A Bifunctional Shear-Thickened Composite Electrolyte Toward High-Safety Lithium Metal Batteries

Lithium metal batteries (LMBs) are limited in practical applications due to safety issues resulting from uncontrolled dendrite growth and mechanical abuse. Herein, a bifunctional gel shear-thickened electrolyte (STE) is developed to simultaneously prevent lithium dendrite growth and improve impact protection by dispersing hydroxyl-rich fumed silica in a conventional liquid electrolyte (LE). STE in Li||Cu cells enabled a lower overpotential for Li deposition compared to that using LE. Li|STE|Li cells stably cycled 1200 h, while Li|LE|Li cells only survived for 200 h, which is attributed to STE promoting the formation of the stable inorganic-rich SEI. Li|STE|LFP full cells achieved capacity retention of 77% after 200 cycles, much higher than LE-containing cells (54%@200 cycles). In addition, the superior protection performance of STE-containing pouch cells is verified by in-situ monitoring with digital image correlation technology and theoretical analysis with finite element simulation.

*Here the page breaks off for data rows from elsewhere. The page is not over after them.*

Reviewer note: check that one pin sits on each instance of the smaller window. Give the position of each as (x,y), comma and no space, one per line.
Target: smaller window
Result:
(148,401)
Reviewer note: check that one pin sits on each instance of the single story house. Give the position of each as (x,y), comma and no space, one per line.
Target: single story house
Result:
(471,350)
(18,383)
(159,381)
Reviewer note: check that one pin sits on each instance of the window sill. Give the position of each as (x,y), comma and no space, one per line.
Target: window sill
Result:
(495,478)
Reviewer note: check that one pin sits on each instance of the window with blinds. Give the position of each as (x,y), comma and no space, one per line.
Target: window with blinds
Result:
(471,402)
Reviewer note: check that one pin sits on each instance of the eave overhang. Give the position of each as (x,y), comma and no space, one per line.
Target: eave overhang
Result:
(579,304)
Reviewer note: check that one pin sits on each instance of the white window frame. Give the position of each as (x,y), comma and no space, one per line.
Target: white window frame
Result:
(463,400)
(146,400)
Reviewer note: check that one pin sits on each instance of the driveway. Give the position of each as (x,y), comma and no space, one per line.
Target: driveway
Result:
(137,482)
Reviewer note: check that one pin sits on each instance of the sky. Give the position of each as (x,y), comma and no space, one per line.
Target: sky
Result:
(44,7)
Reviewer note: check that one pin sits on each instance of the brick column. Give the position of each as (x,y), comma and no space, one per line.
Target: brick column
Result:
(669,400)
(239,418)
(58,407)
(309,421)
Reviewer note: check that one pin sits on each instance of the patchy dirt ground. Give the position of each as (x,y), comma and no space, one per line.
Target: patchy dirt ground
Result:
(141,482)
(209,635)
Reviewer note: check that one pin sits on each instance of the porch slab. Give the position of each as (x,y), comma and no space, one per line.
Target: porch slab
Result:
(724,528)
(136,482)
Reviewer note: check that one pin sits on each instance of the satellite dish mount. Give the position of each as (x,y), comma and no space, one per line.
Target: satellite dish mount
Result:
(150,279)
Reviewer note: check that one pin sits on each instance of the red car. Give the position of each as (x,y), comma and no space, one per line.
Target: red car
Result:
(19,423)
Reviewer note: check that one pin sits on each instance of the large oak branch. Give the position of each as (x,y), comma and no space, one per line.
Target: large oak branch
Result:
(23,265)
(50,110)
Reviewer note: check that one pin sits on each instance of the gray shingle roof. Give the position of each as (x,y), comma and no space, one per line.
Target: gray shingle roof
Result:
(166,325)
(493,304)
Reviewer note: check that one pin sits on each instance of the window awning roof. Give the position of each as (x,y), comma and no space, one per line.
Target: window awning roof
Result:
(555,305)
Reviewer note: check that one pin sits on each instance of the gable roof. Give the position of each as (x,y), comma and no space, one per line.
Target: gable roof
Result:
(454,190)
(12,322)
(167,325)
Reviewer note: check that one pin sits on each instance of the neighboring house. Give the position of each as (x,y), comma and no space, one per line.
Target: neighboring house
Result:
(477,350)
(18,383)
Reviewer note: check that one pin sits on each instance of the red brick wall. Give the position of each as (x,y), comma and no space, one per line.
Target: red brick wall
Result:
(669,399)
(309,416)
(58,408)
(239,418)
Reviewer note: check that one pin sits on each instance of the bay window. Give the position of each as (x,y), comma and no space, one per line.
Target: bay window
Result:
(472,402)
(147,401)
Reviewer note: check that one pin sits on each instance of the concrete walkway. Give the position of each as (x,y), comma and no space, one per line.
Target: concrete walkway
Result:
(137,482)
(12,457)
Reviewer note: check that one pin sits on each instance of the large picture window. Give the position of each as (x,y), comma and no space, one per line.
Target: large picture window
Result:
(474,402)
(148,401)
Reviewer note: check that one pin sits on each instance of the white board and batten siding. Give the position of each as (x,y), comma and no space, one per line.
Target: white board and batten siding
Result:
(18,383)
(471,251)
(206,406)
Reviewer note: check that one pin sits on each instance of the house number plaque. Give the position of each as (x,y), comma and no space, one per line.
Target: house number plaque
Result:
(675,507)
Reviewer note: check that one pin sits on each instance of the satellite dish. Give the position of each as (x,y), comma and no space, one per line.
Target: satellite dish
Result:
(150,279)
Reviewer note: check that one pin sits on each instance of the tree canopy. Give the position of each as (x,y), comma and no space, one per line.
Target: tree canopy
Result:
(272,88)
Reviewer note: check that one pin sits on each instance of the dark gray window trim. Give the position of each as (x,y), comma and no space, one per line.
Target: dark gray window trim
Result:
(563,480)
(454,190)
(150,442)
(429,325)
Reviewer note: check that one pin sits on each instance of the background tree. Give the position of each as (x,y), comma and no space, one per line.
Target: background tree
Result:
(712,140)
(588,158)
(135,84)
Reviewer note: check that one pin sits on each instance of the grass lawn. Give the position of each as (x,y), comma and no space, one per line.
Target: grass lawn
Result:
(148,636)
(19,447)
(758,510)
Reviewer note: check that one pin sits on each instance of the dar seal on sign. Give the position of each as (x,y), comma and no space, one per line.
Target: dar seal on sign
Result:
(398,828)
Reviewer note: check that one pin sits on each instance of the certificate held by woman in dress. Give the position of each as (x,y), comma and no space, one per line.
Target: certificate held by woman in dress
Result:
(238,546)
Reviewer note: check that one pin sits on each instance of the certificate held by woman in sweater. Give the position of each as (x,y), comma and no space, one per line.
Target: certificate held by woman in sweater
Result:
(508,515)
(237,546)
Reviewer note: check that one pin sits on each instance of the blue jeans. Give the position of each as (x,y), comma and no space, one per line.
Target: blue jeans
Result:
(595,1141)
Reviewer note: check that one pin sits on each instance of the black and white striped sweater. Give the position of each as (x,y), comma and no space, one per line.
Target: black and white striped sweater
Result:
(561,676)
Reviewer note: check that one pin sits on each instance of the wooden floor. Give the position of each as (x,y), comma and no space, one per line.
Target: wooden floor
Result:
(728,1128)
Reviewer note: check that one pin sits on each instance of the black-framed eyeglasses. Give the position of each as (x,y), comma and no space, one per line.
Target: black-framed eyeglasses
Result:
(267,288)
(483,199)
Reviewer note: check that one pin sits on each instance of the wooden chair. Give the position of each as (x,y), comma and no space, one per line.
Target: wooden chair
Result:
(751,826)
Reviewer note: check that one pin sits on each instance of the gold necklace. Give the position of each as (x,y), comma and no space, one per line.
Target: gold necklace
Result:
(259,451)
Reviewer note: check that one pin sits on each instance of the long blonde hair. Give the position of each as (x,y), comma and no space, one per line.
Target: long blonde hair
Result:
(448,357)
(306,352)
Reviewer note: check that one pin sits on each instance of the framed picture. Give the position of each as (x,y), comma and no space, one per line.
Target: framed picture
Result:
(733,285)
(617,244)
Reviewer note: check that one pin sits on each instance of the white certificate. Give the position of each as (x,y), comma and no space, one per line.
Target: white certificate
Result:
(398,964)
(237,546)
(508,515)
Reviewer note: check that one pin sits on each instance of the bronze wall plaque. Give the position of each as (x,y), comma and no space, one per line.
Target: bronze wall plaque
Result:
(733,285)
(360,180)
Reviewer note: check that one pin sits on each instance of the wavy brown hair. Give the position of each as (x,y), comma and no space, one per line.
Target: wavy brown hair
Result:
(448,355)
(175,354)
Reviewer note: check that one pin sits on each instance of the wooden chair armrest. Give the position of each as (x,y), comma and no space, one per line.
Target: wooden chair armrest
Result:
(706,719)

Compared with the pouch cell without STE, the maximum principal strain and plastic strain of the STE-containing pouch cell are reduced by 80% and 62.5%, respectively, which benefits from the non-Newtonian fluid behavior of STE under impact loading. This work confirmed the great potential of the bifunctional gel electrolyte for enhancing the electrochemical performance and safety of LMBs.